The University of Maryland's biosensors research group, led by Profs. Mel Gomez and Neil Goldsman of the Department of Electrical and Computer Engineering (ECE) and Prof. Michael Fuhrer of the Department of Physics, obtained a one-year contract for cancer research worth $400K with a total three-year award potential from the National Cancer Institute–SAIC, part of the National Institutes of Health (NIH). The group will develop arrays of carbon nanotube transistors to detect the hybridization of nucleic acid molecules for cancer research. The project will be performed in close cooperation with Dr. Javed Khan, M.D., a principal investigator at the Pediatric Oncology Branch of the National Cancer Institute and a leading authority on childhood cancer. The effort is part of a collaboration involving the University of Maryland, NCI and NASA Goddard Space Flight Center and involves a cross-disciplinary mix of clinicians, molecular biologists, biochemists, physicists, material scientists and electrical engineers.
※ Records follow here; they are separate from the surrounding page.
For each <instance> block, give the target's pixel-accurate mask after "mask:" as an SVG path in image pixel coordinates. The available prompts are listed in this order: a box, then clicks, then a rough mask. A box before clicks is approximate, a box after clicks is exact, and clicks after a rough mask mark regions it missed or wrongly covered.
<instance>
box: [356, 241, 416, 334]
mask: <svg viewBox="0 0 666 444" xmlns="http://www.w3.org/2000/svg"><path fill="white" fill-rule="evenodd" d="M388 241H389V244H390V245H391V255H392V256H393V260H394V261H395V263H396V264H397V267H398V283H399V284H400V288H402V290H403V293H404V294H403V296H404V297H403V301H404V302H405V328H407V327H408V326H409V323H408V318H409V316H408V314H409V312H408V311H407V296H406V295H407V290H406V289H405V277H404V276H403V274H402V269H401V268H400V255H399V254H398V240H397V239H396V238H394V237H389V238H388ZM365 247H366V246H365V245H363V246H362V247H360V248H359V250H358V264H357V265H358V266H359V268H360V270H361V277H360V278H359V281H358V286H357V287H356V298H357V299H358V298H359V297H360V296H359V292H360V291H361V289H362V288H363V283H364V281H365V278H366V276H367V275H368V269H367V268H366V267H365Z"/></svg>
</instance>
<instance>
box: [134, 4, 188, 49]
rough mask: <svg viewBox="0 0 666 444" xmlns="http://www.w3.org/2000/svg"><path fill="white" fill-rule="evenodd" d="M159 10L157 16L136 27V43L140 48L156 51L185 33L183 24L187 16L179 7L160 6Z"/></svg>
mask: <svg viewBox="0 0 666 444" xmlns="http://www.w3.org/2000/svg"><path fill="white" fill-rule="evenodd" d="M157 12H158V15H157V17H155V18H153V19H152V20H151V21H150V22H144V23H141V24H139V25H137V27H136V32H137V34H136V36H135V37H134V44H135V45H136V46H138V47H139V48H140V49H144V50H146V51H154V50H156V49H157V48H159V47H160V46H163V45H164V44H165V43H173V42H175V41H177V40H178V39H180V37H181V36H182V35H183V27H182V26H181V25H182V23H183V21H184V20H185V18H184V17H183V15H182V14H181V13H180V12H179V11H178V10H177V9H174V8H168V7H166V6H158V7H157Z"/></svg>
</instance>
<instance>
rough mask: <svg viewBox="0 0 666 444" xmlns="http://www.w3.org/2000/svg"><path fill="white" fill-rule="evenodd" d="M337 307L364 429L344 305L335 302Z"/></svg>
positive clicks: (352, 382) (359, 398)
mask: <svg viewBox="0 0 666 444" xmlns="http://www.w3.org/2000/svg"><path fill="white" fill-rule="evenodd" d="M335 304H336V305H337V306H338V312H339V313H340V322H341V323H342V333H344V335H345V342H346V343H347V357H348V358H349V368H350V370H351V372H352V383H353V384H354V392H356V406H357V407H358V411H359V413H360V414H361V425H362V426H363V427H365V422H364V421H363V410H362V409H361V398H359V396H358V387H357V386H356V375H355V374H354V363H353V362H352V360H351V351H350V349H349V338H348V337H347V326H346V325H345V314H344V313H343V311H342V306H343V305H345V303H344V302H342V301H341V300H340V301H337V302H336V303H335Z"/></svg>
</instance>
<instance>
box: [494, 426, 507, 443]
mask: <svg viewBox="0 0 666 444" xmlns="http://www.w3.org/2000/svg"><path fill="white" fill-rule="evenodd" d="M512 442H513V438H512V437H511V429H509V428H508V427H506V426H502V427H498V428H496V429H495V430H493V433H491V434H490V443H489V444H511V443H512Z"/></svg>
The goal of the research is to develop and optimize methods for screening large numbers of genes without having to perform the labor-intensive step of labeling the target with reporter molecules and other enzymatic reactions. The principal investigator for the project is Dr. R.D. (Mel) Gomez, professor of electrical and computer engineering at the A. James Clark School of Engineering.

One method being developed is to tether short (typically 25-nucleotide) single-stranded deoxyribo (DNA) or peptide (PNA) nucleic acid chains to the gate area of the transistor to act as bait for capturing nucleic acids with the complementary sequence. The transistor detects the increase in negative charge at the gate, which occurs when strands of DNA or RNA are captured through the Watson-Crick base pairing interaction. The technique is being optimized as an alternative technology for microarray gene expression experiments. While traditional methods use light or electrochemical reactions to detect hybridization in microarrays, the proposed technique uses electronic sensing which requires no additional chemical modifications or enzymatic reactions to implement. It is therefore faster, less complicated and more readily quantifiable.

The sensing transistors are based on carbon nanotubes (CNTs) rather than traditional silicon metal oxide field effect transistors (MOSFETs). The nanometer scale CNTs owe their high sensitivity to very large surface-to-volume ratios. The CNTFETs are custom designed and fabricated at the University of Maryland using the semiconductor fabrication facilities in the College of Engineering and Laboratory for Physical Sciences.

The outcome of the research project can pave the way towards detection of other biomolecules besides nucleic acid. DNA-like chains, known as aptamers, bind to amino acids, peptides, drugs and even cells. Using these as probes can significantly extend the utility of the sensors for medical screening, environmental testing, drug discovery and homeland security.